Take exactly as prescribed, once daily with or without food. Swallow tablet whole, do not crush or chew.,Avoid grapefruit juice as it may alter drug levels.,Possible side effects include dizziness, fatigue, and nasal congestion. Rise slowly from sitting or lying to reduce fall risk.,May cause orthostatic hypotension especially after first dose or dose increase.,If you experience lightheadedness or fainting, contact your doctor.
No interactions on record
No interactions on record
Explore head-to-head clinical comparisons of other medications in the same therapeutic classes.
Common clinical questions about ALDOCLOR-250 vs CARDURA XL, answered by our medical review team.
ALDOCLOR-250 is a Antihypertensive Combination (Central Alpha Agonist and Thiazide Diuretic) that works by Aldoclor-250 is a combination of methyldopa and chlorothiazide. Methyldopa is a centrally acting alpha-2 adrenergic agonist that reduces sympathetic outflow from the brain, decreasing peripheral vascular resistance and blood pressure. Chlorothiazide is a thiazide diuretic that inhibits sodium and chloride reabsorption in the distal convoluted tubule, increasing urinary output and reducing plasma volume.. CARDURA XL is a Alpha-1 Blocker Antihypertensive that works by Selective alpha-1 adrenergic receptor antagonist; inhibits postsynaptic alpha-1 adrenoceptors in vascular smooth muscle and the prostate, causing vasodilation and relaxation of prostatic smooth muscle.. They differ in pharmacokinetic profiles, FDA-approved indications, and side effect profiles.
Potency comparisons between ALDOCLOR-250 and CARDURA XL depend on the specific clinical indication. These are agents from distinct pharmacological classes and are not directly interchangeable by dose. A physician or clinical pharmacist should guide any therapeutic switching decisions.
The standard adult dose of ALDOCLOR-250 is: 250 mg orally twice daily.

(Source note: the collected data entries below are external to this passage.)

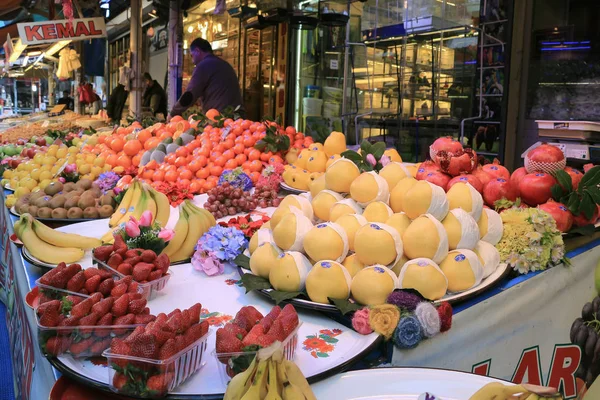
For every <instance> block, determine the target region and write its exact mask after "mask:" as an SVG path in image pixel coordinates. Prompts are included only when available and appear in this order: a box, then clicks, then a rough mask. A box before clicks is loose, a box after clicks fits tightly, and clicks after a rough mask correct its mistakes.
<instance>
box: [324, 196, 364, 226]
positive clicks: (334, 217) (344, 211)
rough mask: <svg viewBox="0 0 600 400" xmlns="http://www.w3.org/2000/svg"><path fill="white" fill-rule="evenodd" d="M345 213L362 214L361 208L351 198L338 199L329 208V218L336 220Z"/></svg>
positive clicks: (343, 214) (332, 219) (340, 216)
mask: <svg viewBox="0 0 600 400" xmlns="http://www.w3.org/2000/svg"><path fill="white" fill-rule="evenodd" d="M346 214H362V208H360V207H359V206H358V204H356V202H355V201H354V200H352V199H344V200H340V201H338V202H336V203H335V204H334V205H333V206H332V207H331V210H329V220H330V221H332V222H336V221H337V220H338V218H340V217H341V216H342V215H346Z"/></svg>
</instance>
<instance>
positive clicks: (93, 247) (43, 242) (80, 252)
mask: <svg viewBox="0 0 600 400" xmlns="http://www.w3.org/2000/svg"><path fill="white" fill-rule="evenodd" d="M15 234H16V235H17V237H18V238H19V240H20V241H21V242H23V246H25V247H26V248H27V250H28V251H29V253H30V254H31V255H32V256H34V257H35V258H37V259H38V260H40V261H44V262H47V263H49V264H59V263H61V262H65V263H67V264H70V263H74V262H77V261H79V260H81V259H82V258H83V255H84V250H88V249H93V248H94V247H98V246H100V245H102V242H101V240H100V239H95V238H90V237H86V236H81V235H77V234H74V233H64V232H59V231H55V230H54V229H52V228H49V227H48V226H46V225H44V224H43V223H41V222H39V221H38V220H36V219H35V218H33V217H32V216H31V215H30V214H23V215H21V218H20V219H19V220H18V221H17V222H16V223H15Z"/></svg>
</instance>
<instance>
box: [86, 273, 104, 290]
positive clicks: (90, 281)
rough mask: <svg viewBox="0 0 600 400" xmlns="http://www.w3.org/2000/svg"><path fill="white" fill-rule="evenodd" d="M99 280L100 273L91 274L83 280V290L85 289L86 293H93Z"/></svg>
mask: <svg viewBox="0 0 600 400" xmlns="http://www.w3.org/2000/svg"><path fill="white" fill-rule="evenodd" d="M101 280H102V278H100V275H94V276H92V277H91V278H90V279H88V280H87V281H85V290H87V291H88V293H95V292H96V289H98V286H99V285H100V281H101Z"/></svg>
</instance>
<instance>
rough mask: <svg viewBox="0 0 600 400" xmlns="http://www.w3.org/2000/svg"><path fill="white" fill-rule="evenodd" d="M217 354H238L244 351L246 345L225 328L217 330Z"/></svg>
mask: <svg viewBox="0 0 600 400" xmlns="http://www.w3.org/2000/svg"><path fill="white" fill-rule="evenodd" d="M215 347H216V350H217V353H237V352H240V351H242V348H243V347H244V344H243V343H242V341H241V340H240V339H238V338H237V337H236V336H235V335H234V334H233V333H231V332H228V331H226V330H225V329H224V328H219V329H217V339H216V346H215Z"/></svg>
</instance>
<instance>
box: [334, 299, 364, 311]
mask: <svg viewBox="0 0 600 400" xmlns="http://www.w3.org/2000/svg"><path fill="white" fill-rule="evenodd" d="M328 299H329V301H330V302H331V303H332V304H333V305H334V306H335V308H337V309H338V310H340V312H341V313H342V314H343V315H346V314H348V313H350V312H353V311H356V310H360V309H361V308H362V306H361V305H358V304H356V303H352V302H350V301H348V300H347V299H332V298H331V297H328Z"/></svg>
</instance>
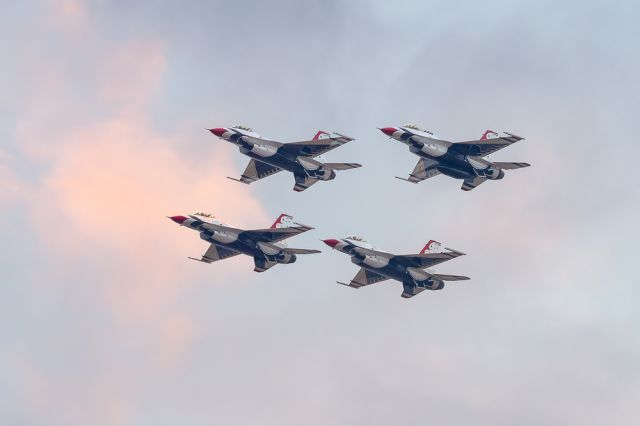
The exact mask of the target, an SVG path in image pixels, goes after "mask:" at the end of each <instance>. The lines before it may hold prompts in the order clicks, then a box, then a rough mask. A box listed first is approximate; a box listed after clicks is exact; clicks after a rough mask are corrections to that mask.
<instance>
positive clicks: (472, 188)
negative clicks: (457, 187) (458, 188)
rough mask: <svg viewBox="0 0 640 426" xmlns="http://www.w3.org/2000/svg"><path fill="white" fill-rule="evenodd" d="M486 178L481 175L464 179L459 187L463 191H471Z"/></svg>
mask: <svg viewBox="0 0 640 426" xmlns="http://www.w3.org/2000/svg"><path fill="white" fill-rule="evenodd" d="M486 180H487V179H486V178H483V177H477V178H474V179H465V180H464V182H462V186H461V187H460V189H462V190H463V191H471V190H472V189H473V188H475V187H476V186H478V185H480V184H481V183H483V182H484V181H486Z"/></svg>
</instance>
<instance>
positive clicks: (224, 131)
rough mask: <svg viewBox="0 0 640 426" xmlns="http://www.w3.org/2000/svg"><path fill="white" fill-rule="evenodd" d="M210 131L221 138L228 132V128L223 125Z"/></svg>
mask: <svg viewBox="0 0 640 426" xmlns="http://www.w3.org/2000/svg"><path fill="white" fill-rule="evenodd" d="M209 131H210V132H211V133H213V134H214V135H216V136H217V137H219V138H221V137H222V135H224V134H225V133H226V132H227V129H225V128H222V127H216V128H215V129H209Z"/></svg>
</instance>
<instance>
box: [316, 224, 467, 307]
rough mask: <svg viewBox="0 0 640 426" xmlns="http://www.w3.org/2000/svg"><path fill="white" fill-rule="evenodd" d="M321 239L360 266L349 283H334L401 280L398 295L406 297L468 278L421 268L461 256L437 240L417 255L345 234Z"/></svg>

The standard adult dose of CARDURA XL is: 4 mg orally once daily, with breakfast. May titrate to 8 mg once daily based on response. Maximum dose: 8 mg daily.. Dosing should always be individualized based on indication, renal and hepatic function, age, and other patient factors.
No direct drug-drug interaction has been formally documented between ALDOCLOR-250 and CARDURA XL in current clinical databases. However, individual patient risk factors including other medications, organ function, and comorbidities should always be evaluated by a qualified healthcare provider.
The maternal-fetal safety profiles differ. ALDOCLOR-250 is classified as Category C. FDA Pregnancy Category D. First trimester: Associated with cardiovascular defects (e.g., VSD), neural tube defects, and oral clefts. Second and third trimesters: Fetal nephrotoxici. CARDURA XL is classified as Category C. Pregnancy Category C. First trimester: No adequate studies; animal studies show increased fetal resorption and decreased fetal weight at doses 5 times the MRHD. Second and third tr. Always consult a maternal-fetal medicine specialist before taking either drug during pregnancy or lactation.